“Ngapain senyum-senyum sendiri, Mata Biru?” gertak Firli menyudahi lamunan Silvi.
“Ketularan aneh kayak bapakmu, ya?”
Niat hati ingin menulikan telinga ambyar seketika. Silvi mengangkat kepala. Melempar tangan ke depan. Tak sengaja, es krim dalam genggamannya meluncur jatuh.
“Pasti muka bapakmu jadi jelek gara-gara siraman ibuku yang mantap. Ah, tapi dari dulu ayahmu memang jelek. Udah sipit, kakinya cacat, pengangguran lagi.”
Caci-maki terjun bebas dari bibir Firli. Balon kemarahan menggelembung. Wajah Calvin kian jelas membayang di mata Silvi. Calvin, ayahnya yang lembut hati. Calvin, ayah yang memasakkan banyak makanan untuknya di hari Lebaran meski sang ayah pribadi tidak merayakannya. Calvin yang tidak pernah makan-minum di depan Silvi sepanjang bulan mulia, yang merawat Silvi sejak dirinya masih berwujud bayi merah, yang kasih sayangnya melampaui ikatan darah, yang menguncirkan rambut Silvi, mengajarinya pelajaran, melindunginya sepenuh hati, dan merelakan dirinya terluka asalkan Silvi utuh tanpa luka.

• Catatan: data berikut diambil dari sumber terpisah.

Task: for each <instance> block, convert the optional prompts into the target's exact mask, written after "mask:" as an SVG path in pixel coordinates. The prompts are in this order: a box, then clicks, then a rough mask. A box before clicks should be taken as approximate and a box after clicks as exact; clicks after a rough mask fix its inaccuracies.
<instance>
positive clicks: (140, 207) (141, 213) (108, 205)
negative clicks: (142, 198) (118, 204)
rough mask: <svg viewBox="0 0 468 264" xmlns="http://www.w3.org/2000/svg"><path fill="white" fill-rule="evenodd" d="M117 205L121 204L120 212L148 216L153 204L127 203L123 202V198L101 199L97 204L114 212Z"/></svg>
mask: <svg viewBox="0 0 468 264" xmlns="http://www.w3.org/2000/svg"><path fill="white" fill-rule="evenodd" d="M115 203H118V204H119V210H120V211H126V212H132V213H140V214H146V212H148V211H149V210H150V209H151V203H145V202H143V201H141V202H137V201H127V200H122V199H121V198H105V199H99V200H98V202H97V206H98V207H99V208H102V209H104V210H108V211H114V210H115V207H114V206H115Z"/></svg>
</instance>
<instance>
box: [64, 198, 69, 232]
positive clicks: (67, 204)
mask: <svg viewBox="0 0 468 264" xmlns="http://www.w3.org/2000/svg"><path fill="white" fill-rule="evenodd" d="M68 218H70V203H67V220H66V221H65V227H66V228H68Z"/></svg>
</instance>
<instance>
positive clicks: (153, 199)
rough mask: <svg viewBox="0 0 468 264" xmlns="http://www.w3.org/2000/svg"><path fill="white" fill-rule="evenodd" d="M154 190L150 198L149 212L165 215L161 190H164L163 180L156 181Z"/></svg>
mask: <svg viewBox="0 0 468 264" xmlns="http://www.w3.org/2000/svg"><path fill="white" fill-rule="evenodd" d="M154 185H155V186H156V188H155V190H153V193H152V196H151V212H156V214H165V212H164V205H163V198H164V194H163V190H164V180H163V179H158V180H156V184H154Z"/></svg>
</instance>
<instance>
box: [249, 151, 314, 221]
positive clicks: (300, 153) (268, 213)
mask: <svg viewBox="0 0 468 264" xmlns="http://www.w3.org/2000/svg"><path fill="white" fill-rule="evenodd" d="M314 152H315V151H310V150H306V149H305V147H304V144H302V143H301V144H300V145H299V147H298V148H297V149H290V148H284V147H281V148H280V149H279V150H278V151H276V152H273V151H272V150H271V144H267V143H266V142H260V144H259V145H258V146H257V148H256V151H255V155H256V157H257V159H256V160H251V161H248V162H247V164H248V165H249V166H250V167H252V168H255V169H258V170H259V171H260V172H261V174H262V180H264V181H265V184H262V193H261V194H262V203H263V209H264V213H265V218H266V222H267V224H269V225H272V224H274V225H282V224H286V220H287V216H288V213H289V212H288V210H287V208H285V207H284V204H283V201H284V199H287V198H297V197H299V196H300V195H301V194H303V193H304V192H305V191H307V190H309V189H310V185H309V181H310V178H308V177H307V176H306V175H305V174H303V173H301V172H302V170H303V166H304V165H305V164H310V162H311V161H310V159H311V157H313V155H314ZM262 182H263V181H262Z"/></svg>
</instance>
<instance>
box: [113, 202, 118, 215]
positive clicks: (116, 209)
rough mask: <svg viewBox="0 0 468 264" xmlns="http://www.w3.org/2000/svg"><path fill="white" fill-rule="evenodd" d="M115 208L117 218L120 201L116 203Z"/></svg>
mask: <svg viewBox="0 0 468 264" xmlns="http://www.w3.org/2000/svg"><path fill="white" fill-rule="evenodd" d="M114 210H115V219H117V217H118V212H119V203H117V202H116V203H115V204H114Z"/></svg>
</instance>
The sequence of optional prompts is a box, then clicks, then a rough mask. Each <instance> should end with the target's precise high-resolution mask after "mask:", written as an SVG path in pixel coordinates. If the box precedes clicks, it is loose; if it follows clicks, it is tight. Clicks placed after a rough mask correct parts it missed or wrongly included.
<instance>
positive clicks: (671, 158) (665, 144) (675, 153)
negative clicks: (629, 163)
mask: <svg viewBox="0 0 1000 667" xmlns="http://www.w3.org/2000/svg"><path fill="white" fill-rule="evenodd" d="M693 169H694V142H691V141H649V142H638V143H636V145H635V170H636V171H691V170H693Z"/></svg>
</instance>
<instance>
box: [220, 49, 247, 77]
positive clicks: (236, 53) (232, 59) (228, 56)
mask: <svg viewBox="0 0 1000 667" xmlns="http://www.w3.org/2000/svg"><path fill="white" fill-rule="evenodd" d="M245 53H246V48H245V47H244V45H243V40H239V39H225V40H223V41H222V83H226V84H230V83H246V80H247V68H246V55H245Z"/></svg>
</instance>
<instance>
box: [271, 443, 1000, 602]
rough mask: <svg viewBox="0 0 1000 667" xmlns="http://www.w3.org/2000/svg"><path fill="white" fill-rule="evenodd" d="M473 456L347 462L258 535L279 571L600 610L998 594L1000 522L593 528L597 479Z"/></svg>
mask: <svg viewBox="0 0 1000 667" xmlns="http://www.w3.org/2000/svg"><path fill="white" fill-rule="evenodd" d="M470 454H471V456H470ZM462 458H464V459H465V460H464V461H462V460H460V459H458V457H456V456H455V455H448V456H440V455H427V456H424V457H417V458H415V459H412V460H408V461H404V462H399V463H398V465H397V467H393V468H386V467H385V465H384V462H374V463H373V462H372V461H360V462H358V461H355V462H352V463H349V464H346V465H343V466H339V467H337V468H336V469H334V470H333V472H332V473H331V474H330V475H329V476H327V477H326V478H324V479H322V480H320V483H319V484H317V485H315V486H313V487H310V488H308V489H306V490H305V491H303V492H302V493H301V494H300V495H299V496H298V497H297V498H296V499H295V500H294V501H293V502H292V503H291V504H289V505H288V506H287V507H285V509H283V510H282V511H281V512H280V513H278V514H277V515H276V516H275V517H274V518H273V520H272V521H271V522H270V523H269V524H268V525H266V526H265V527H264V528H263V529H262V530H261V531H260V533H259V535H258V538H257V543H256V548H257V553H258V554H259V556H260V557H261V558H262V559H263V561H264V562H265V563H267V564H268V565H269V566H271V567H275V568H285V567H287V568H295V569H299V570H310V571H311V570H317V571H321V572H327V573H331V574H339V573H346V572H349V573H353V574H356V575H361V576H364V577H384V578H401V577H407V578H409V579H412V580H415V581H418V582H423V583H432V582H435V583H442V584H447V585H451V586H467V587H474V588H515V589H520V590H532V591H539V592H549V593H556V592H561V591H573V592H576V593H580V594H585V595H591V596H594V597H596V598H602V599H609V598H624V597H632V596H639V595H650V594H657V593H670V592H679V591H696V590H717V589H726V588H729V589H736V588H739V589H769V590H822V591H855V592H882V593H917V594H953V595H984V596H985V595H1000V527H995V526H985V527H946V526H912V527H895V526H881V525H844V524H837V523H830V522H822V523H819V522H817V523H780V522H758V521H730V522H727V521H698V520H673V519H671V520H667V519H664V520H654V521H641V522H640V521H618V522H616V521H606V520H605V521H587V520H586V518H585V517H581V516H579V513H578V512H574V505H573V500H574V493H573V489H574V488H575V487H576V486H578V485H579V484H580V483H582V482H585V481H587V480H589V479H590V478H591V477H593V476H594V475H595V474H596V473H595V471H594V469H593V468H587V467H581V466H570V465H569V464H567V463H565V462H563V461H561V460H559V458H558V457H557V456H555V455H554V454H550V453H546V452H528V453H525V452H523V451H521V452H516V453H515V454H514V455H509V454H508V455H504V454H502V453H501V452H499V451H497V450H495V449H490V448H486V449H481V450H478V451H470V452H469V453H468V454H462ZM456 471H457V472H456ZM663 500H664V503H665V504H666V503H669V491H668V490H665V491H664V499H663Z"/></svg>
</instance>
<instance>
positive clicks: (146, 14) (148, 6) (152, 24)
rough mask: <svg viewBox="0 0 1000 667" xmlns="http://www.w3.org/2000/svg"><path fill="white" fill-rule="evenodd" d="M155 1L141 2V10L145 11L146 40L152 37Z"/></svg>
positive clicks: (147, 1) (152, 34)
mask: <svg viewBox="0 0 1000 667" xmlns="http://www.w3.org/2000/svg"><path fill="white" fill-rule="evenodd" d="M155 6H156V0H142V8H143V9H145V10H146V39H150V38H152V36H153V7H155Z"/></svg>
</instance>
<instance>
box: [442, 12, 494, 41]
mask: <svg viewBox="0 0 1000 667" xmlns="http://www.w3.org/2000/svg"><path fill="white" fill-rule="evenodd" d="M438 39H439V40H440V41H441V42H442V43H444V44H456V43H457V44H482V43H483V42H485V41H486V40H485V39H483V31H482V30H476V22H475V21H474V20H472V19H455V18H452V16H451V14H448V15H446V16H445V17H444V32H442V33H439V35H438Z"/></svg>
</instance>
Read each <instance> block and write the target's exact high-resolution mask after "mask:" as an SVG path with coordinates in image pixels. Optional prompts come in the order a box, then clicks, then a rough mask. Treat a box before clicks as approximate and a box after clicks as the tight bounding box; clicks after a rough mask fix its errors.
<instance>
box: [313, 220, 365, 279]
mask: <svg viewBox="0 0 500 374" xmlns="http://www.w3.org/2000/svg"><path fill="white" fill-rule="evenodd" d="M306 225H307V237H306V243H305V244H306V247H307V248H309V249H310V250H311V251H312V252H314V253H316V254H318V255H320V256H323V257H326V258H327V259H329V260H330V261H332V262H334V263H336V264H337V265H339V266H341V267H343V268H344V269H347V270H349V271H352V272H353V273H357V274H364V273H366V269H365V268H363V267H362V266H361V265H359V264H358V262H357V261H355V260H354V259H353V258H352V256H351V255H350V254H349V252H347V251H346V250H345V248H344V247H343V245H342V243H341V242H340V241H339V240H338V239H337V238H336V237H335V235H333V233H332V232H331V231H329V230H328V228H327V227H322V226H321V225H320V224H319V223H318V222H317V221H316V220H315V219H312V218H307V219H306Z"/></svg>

“Ayahku tidak seperti itu!” Silvi berteriak marah.
Kalau saja tak teringat pesan Calvin, saat ini juga ingin dia bongkar siapa Calvin yang sebenarnya. Betul bahwa kedua kaki Calvin tak kuat menopang pemiliknya lari dan naik tangga. Namun, keliru besar bila Firli mengatai Calvin sebagai pria tanpa pekerjaan. Calvin jauh, jauh lebih terhormat dari bapak Firli yang pemabuk dan penjudi.
“Kenyataan kok. Bapakmu cacat dan pe...”
Tak sempat anak berbadan bongsor itu meneruskan ejekannya. Dalam hitungan detik, Silvi berlari menerjang Firli. Rumah Oma gaduh seketika. Anak-anak menjerit-jerit ketakutan. Susah payah Oma berusah melerai. Hujan es krim dan makanan lainnya tak dapat terhindarkan. Meja besar berisi makanan terguncang hebat. Seorang anak perempuan memberi pelajaran pada anak laki-laki? Pemandangan baru di tempat ini. Silvi takkan membiarkan siapa pun menghina ayah terbaiknya.